Follow-up studies of young adults who were growth restricted in utero have shown that, despite catch-up of somatic growth, they do not achieve the same arterial growth as individuals that were normally grown22. It is likely that this is caused by a combination of responses, for example altered endothelial function combined with altered arterial wall composition, such as a reduction in elastin deposition that usually occurs during the third trimester and first months of postnatal life and suffers as a result of nutritional restriction imposed at this time33.

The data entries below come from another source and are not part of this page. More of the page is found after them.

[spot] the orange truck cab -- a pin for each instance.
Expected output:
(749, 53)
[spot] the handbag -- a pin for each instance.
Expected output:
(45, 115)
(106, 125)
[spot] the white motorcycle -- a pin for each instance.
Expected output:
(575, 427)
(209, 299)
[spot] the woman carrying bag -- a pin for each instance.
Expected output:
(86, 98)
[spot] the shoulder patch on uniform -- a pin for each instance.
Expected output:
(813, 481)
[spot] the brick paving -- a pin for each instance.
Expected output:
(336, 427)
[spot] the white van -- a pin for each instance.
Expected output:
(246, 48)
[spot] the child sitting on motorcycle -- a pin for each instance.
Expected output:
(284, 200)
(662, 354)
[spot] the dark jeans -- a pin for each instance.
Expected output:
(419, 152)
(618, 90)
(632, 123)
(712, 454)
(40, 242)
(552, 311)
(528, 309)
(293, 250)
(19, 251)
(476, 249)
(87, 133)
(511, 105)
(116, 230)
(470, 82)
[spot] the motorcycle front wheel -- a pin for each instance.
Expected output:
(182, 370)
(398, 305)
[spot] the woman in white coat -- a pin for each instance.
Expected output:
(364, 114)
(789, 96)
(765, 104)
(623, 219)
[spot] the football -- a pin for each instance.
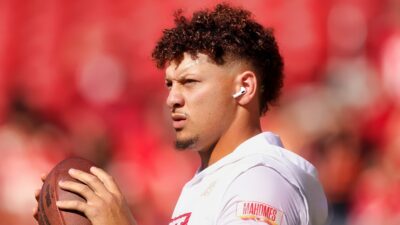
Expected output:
(48, 212)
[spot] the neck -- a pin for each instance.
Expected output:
(240, 130)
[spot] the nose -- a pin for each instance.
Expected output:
(175, 98)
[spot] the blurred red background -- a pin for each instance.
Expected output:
(76, 77)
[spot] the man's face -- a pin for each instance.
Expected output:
(200, 100)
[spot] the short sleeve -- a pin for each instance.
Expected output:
(261, 196)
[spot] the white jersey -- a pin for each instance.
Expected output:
(260, 182)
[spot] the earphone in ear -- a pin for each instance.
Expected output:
(241, 92)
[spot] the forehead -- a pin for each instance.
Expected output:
(188, 62)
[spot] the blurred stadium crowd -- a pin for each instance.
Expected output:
(76, 77)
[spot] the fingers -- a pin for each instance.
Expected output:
(107, 180)
(79, 188)
(72, 205)
(35, 213)
(43, 176)
(92, 181)
(37, 194)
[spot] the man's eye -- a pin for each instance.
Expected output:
(168, 84)
(189, 81)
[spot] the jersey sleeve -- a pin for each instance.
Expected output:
(261, 196)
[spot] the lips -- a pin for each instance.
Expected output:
(178, 120)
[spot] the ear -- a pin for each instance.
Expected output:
(248, 80)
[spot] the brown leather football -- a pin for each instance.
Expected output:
(48, 213)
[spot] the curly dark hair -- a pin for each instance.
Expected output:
(221, 32)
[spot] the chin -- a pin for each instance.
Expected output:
(188, 143)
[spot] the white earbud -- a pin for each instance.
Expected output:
(241, 92)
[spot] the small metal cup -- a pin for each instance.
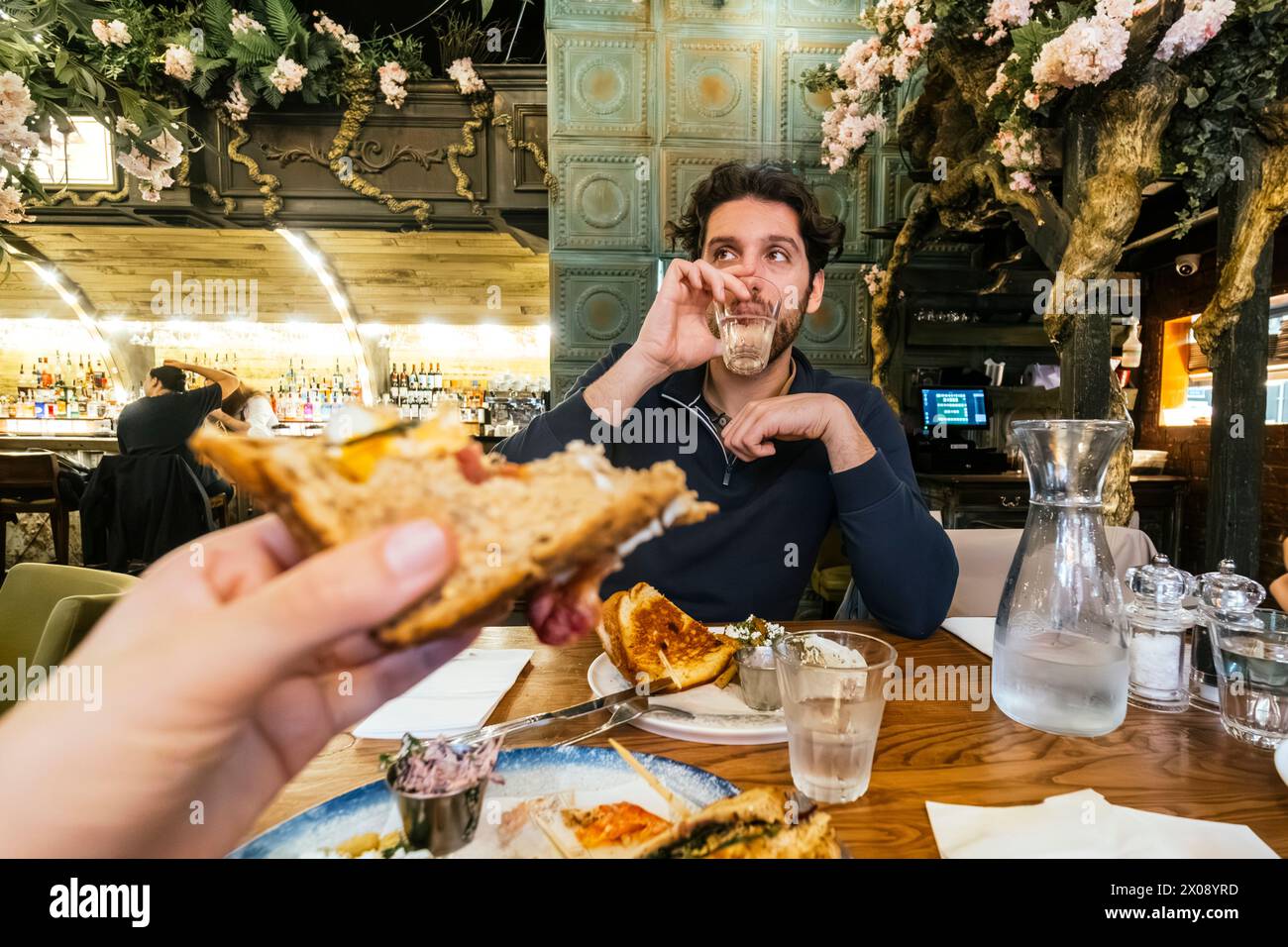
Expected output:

We have limited tools to measure vascular function in the fetus and small baby in early postnatal life and many studies have been unable to detect differences in vascular behavior from normal in the first months after delivery34. Indeed functional abnormalities may be unmasked only by a provocation test such as a tilt test to test baroreceptor function35 or examination of the microvascular responses in skin tested with the local application of acetylcholine (inducing endothelium-dependent vasodilatation) and nitroglycerin (endothelium-independent vasodilatation), where local perfusion changes can be measured using laser Doppler21. Careful serial examination of high-risk pregnancies will allow us to monitor these early responses, but to understand the long-term influences of in-utero pathophysiology will require coordinated longitudinal follow-up of sufficiently large well-phenotyped cohorts to test out these responses.